DOJ Launches Global Trade Enforcement Section After $1 Billion Recovery
The United States Department of Justice created a new global trade enforcement section following the recovery of over $1 billion in trade fraud penalties.
The United States Department of Justice established the Global Trade & Commerce Enforcement Section within its National Fraud Division to transition from administrative fines toward criminal prosecutions for import and customs fraud. Announced at a U.S. Customs and Border Protection warehouse in Chicago, the move follows the August 2025 launch of the Trade Fraud Task Force, which has recovered or identified more than $1 billion in penalties, settlements, and restitution in less than one year.

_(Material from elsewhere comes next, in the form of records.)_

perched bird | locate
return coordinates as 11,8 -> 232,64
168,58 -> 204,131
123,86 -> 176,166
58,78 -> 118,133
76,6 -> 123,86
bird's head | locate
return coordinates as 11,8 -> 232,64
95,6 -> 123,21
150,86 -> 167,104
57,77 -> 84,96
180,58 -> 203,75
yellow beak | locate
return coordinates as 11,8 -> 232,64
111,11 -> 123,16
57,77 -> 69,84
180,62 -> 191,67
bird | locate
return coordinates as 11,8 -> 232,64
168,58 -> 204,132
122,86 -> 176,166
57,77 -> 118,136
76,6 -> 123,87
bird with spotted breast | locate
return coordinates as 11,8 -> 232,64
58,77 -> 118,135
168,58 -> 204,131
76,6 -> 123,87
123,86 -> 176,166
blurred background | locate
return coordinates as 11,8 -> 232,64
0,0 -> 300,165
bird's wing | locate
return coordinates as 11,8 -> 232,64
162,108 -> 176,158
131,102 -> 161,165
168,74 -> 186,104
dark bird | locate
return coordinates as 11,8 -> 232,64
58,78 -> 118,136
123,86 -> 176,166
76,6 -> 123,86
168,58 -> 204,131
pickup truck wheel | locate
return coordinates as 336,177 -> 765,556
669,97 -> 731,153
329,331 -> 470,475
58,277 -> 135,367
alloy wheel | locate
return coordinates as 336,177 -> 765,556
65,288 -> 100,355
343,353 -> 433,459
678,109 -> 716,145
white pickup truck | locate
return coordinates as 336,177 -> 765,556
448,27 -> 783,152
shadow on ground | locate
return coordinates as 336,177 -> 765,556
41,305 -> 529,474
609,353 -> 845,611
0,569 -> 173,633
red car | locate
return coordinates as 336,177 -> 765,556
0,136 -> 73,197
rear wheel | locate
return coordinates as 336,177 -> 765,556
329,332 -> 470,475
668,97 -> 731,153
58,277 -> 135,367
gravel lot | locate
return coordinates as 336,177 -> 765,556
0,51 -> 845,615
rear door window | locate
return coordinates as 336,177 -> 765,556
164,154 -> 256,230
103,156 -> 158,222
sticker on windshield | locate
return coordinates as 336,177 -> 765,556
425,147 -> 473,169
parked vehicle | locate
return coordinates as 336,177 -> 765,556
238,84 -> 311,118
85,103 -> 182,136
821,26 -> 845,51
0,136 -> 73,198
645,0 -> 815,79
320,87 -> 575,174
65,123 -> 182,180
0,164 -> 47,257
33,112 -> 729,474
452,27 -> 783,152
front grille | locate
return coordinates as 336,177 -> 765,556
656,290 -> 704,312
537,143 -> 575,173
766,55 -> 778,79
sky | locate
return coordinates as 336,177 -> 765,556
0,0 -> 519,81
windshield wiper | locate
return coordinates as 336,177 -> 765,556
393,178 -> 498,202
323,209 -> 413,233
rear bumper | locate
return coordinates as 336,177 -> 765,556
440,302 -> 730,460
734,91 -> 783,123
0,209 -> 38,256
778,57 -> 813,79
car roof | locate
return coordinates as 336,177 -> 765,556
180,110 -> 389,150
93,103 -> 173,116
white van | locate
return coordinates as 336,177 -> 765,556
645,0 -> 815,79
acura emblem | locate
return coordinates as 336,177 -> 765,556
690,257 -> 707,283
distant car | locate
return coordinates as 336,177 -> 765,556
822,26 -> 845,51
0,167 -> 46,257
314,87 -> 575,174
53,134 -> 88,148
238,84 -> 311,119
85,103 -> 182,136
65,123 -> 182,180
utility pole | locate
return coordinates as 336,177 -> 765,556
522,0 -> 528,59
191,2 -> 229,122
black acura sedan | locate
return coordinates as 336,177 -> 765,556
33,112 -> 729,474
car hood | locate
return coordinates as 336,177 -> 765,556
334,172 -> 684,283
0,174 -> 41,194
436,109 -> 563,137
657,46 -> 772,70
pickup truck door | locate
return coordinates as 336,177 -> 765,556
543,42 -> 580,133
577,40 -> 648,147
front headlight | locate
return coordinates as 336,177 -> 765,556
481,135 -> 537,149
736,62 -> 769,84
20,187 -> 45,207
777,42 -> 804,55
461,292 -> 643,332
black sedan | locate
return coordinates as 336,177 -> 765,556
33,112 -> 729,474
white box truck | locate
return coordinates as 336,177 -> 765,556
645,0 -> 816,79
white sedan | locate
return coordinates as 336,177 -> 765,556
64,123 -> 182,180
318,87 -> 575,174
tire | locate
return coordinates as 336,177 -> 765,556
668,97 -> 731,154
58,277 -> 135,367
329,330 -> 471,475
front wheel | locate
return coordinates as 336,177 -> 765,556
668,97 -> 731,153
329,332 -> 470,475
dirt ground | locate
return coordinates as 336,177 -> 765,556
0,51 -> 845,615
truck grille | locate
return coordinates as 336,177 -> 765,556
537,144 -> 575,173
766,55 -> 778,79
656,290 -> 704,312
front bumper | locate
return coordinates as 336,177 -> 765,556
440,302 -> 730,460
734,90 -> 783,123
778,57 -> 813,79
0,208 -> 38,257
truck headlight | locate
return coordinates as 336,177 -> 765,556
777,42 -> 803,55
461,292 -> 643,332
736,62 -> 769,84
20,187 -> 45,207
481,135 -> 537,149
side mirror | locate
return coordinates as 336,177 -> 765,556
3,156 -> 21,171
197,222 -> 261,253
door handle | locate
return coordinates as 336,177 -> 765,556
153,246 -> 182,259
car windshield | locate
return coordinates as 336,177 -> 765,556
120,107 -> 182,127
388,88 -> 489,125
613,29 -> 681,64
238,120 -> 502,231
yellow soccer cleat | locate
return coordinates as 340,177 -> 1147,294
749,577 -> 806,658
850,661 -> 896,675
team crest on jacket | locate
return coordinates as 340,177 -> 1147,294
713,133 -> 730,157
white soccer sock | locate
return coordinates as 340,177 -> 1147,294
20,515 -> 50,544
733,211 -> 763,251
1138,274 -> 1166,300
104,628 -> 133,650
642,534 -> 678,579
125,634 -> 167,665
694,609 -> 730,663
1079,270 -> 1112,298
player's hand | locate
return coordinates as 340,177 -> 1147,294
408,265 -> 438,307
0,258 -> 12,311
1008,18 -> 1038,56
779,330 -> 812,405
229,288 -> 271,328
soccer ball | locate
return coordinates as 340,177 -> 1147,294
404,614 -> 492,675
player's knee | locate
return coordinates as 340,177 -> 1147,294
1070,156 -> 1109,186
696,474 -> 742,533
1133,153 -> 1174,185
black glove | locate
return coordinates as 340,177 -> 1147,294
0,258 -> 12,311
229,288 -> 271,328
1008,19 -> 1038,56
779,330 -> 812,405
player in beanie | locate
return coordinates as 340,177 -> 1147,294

Officials credited U.S. Attorney Andrew Boutros with spearheading the prosecutions that drove these recoveries. Key actions include a $549.5 million settlement with California-based Perfectus Aluminum for misrepresenting Chinese products and a $54 million recovery from Ceratizit USA, both stemming from whistleblower complaints. The DOJ also filed criminal charges in two Chicago-based cases involving gold jewelry imports. In one instance, Raj and Veena Kohli and their company, Surya International Inc., allegedly smuggled jewelry worth nearly $700 million and falsified records to claim Omani origin to evade over $38 million in duties.
To standardize these efforts, the DOJ released a 27-page Resource Guide to Trade Fraud Enforcement detailing 16 fraud typologies. The new section focuses on illegal imports that violate product safety and anti-forced labor laws, as well as schemes to misreport import values to evade tariffs. This crackdown follows previous administration attempts to increase tariff collections through "Liberation Day" tariffs, though the Supreme Court later ruled the president lacked the authority to impose them.